On the management side, Plank highlighted a few promotions announced on Oct. 22 to support growth as well as new additions. Kip Fulks, currently COO, added a new title president of product, now overseeing the design and development of all product, including Apparel, as well as UA’s supply chain and information technology areas. Henry Stafford, formerly SVP, Apparel, became president of North America, while Matt Mirchin was elevated to the new position of EVP of global marketing. Susie McCabe, formerly of Ralph Lauren Corporation, joined Under Armour as SVP, global retail and Jason LaRose, from Express, was hired as SVP, global e-commerce.
Inventory at quarter end increased 59 percent year-over-year. As previously discussed, the normalization of its fleet levels following last year's delivery challenges was a “significant driver” of a higher inventory growth rate during the third quarter, said Dickerson. In addition, UA moved some capacity back to certain suppliers after last year's challenges.
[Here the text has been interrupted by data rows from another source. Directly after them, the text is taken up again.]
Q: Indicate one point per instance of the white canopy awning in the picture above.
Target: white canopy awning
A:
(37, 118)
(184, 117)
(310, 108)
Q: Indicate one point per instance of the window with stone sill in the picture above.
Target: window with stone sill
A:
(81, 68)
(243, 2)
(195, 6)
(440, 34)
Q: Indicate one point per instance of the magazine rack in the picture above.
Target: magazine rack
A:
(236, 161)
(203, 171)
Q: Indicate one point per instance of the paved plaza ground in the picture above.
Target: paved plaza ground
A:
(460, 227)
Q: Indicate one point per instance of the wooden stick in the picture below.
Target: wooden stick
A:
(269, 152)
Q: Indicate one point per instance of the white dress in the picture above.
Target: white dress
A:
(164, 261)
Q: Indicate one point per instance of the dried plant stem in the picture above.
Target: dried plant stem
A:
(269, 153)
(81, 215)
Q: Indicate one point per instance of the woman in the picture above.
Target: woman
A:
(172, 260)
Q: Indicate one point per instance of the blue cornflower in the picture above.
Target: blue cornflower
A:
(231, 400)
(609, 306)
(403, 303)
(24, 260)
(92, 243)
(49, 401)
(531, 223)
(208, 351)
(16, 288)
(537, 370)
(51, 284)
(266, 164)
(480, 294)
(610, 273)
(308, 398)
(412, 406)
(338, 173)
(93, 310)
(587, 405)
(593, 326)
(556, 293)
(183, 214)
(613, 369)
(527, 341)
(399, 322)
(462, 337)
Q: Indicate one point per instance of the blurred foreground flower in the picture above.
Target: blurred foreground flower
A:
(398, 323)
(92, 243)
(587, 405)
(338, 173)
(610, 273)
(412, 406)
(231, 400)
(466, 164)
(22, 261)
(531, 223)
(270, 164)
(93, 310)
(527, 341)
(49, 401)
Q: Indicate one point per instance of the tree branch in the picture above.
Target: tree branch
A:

In effort to help move capacity with suppliers UA brought in some products earlier than otherwise planned.
Looking ahead, the company had previously anticipated 2013 net revenues in the range of $2.23 billion to $2.25 billion, representing growth of 22 percent to 23 percent over 2012, and 2013 operating income in the range of $258 million to $260 million, representing growth of 24 percent to 25 percent over 2012. Based on current visibility, the company now expects 2013 revenues of approximately $2.26 billion, representing growth of 23 percent over 2012, and 2013 operating income of approximately $260 million, representing growth of 25 percent over 2012.
Touching on the fourth quarter, officials said that due to a significant shift in the timing of shipments, minimal growth is expected in both Footwear and in International during the fourth quarter.
Year-over-year gross margin is expected to decline approximately 50 basis points due to factors previously mentioned in its second quarter conference call, including more expensive resourcing of key products and changes in Canadian import duty methodology. For the full year, the gross margin rate is expected to improve modestly from the 47.9 percent level in 2012.
For 2014, UA anticipates revenues and operating income to be at the lower end of its long-term growth targets of 20 percent to 25 percent. Accelerated growth rates are expected for Footwear and International with the most significant growth impact for each expected to incur in the first and fourth quarters. Modest improvement is expected in gross margins, driven by ongoing supply chain efficiencies partially offset by a less favorable sales mix
More detail on 2014 is expected for its fourth-quarter conference call but one factor impacting growth is previously-stated slowing in the pace of openings of its outlet locations in favor of Brand House full-price stores.